Eso parecen gritar gobernadores, alcaldes, campesinos, sindicatos y todos los sectores que tradicionalmente alzan la mano una vez al año para exigir su respectiva rebanada de recursos públicos.

Es en el presupuesto en donde, más allá de discursos, se palpan las prioridades de un Gobierno, y el presidente Andrés Manuel López Obrador hace su apuesta. Sin embargo, su margen de maniobra es por demás estrecho.

Su administración gastará casi seis billones de pesos, pero de entrada 1.7 billones son intocables, pues es gasto no programable que se destina a deuda pública y transferencias a entidades y municipios.

Si uno desmenuza las cosas, la cobija se encoje velozmente. Quedan 4.1 billones de pesos para el denominado gasto programable. De ahí la administración federal utiliza 2.5 billones de pesos para el gasto corriente, incluyendo sueldos de la burocracia, subsidios y gastos de operación. Y 877 mil millones para gastos de pensionados y jubilados.

Así, una tajada enorme de más de la mitad del pastel se reparte en el festín sólo para dejar las cosas funcionando como están.

Para gastos de inversión -lo que realmente nos hace crecer como país- incluyendo inversión física y financiera quedan poco más de 700 mil millones de pesos: una rebanadita de 12% del total del pastel presupuestario. Aquí se incluyen los principales proyectos anunciados: el controvertido Tren Maya (seis mil millones), caminos rurales para Oaxaca y Veracruz (2.9 mil millones) y el Programa Nacional de Reconstrucción (ocho mil millones).
Por ello, no todos los convidados a la fiesta están conformes. Cuando se trata de la asignación de recursos pocos celebran, ya que la cobija acaba por destapar a casi todo mundo.

El problema es que -a pesar del escaso margen de maniobra para cumplir- las promesas son ambiciosas: pacificar el país, un programa de salud al nivel de Suecia, terminar obras inconclusas y más recursos sociales que bajen directamente a beneficiarios. En suma, “transformar al país”.
Hay que añadir los desafíos internos y externos: México va a crecer entre 2.5 y 1.5% del PIB y las exportaciones no petroleras se van a desacelerar en 2019.

Por eso, el secretario de Hacienda, Carlos Urzúa, hace la tarea del equilibrista.

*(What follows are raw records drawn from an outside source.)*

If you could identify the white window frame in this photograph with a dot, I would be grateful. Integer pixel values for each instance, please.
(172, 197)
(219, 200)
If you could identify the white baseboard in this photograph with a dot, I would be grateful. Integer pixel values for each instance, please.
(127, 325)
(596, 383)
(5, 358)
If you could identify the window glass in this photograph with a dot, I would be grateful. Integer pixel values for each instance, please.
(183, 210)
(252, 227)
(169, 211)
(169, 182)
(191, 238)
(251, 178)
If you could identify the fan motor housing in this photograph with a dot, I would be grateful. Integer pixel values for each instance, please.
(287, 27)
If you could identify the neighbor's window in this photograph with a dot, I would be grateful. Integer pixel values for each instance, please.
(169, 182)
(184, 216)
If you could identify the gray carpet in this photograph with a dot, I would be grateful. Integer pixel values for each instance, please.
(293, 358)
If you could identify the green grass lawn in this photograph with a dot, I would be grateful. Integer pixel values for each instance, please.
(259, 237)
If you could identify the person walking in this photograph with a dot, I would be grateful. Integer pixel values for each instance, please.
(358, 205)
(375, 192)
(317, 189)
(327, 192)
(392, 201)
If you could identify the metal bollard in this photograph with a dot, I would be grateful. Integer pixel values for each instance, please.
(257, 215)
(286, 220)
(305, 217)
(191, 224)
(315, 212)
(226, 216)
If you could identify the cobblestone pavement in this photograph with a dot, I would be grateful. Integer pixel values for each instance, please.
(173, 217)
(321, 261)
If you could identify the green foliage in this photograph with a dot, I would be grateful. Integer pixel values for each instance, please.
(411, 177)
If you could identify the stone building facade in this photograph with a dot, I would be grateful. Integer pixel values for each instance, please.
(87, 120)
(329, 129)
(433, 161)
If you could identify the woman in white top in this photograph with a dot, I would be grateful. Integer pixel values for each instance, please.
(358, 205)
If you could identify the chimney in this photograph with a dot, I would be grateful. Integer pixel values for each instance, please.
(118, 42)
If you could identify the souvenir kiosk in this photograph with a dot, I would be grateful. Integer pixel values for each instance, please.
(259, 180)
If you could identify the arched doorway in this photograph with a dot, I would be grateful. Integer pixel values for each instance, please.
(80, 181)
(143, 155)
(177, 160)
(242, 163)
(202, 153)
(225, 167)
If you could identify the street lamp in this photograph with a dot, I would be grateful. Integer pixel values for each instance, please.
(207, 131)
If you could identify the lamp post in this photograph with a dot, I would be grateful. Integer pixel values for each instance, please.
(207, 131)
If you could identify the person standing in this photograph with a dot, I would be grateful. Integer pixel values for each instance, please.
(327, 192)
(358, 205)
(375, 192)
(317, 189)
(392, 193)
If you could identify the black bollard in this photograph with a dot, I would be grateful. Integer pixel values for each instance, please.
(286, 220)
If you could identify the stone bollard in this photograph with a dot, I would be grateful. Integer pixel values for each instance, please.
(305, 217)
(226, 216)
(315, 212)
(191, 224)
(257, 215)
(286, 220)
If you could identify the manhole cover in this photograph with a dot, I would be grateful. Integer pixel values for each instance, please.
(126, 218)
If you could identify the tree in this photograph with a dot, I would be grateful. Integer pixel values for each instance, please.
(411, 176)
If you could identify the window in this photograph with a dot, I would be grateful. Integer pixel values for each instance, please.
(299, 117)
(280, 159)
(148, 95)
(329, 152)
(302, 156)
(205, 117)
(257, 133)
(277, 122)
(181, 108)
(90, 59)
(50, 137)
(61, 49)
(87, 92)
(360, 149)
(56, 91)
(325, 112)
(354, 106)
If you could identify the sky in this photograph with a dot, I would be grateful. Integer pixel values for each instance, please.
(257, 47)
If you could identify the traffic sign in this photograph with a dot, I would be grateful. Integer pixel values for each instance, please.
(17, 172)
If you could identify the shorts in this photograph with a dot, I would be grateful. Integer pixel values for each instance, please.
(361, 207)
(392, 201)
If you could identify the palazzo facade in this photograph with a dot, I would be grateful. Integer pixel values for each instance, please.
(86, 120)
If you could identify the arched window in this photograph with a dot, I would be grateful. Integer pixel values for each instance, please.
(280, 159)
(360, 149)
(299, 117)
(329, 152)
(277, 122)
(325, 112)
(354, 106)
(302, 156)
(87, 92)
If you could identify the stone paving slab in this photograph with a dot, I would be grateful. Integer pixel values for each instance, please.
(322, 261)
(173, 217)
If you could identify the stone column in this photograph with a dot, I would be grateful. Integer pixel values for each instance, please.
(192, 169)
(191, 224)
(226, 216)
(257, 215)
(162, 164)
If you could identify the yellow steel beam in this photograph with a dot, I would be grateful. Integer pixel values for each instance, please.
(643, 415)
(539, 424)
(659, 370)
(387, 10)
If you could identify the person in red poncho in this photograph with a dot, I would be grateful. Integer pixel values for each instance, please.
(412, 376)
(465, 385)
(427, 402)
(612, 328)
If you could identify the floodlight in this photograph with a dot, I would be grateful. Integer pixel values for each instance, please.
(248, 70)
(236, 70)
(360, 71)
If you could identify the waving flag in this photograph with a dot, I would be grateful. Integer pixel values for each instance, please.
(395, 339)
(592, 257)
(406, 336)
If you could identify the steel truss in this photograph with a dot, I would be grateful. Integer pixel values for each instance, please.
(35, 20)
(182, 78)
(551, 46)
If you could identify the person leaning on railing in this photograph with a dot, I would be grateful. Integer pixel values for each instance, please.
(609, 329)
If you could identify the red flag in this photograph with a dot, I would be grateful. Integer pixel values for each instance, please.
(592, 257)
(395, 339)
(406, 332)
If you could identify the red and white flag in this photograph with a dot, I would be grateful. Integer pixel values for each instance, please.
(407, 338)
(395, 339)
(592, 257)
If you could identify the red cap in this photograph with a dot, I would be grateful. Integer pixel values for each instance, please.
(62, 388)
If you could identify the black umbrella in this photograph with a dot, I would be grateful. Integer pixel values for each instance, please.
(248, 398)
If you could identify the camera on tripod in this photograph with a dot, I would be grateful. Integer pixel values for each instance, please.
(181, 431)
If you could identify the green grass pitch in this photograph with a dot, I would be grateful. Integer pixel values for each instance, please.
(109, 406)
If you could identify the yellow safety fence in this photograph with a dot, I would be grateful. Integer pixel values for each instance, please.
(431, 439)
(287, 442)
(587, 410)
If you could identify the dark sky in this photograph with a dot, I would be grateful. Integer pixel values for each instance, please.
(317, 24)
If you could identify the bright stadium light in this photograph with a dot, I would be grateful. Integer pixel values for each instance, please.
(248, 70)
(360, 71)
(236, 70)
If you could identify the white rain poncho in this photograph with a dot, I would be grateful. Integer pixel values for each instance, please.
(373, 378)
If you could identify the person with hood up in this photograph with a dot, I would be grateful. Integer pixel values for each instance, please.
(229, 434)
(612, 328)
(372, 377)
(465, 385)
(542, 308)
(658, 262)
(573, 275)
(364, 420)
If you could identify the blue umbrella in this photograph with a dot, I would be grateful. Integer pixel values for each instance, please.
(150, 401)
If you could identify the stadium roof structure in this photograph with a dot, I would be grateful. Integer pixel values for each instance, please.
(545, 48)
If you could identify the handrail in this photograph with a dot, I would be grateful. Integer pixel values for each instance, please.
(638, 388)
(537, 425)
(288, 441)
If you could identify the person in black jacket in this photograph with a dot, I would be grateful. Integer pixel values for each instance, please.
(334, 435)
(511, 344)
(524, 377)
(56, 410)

En sus palabras, va por una disciplina fiscal y un presupuesto basado en eficiencia y austeridad. Sin endeudar más al país y con un superávit primario de 1% del PIB.

El propio López Obrador reconoce la complejidad del problema y se queja que le heredaron un “toro viejo y reumático”.

No obstante, los métodos para obtener más recursos producen descontento y huelen a desesperación, incluyendo el recorte al campo, la anteriormente criticada venta de terrenos militares para que alcance para la Guardia Nacional y el despido masivo de trabajadores experimentados con el objetivo de forzar la “austeridad republicana” con métodos de presión que cualquiera desde la izquierda criticaría.

Sí, es más fácil ser oposición que Gobierno. Bienvenida, realidad.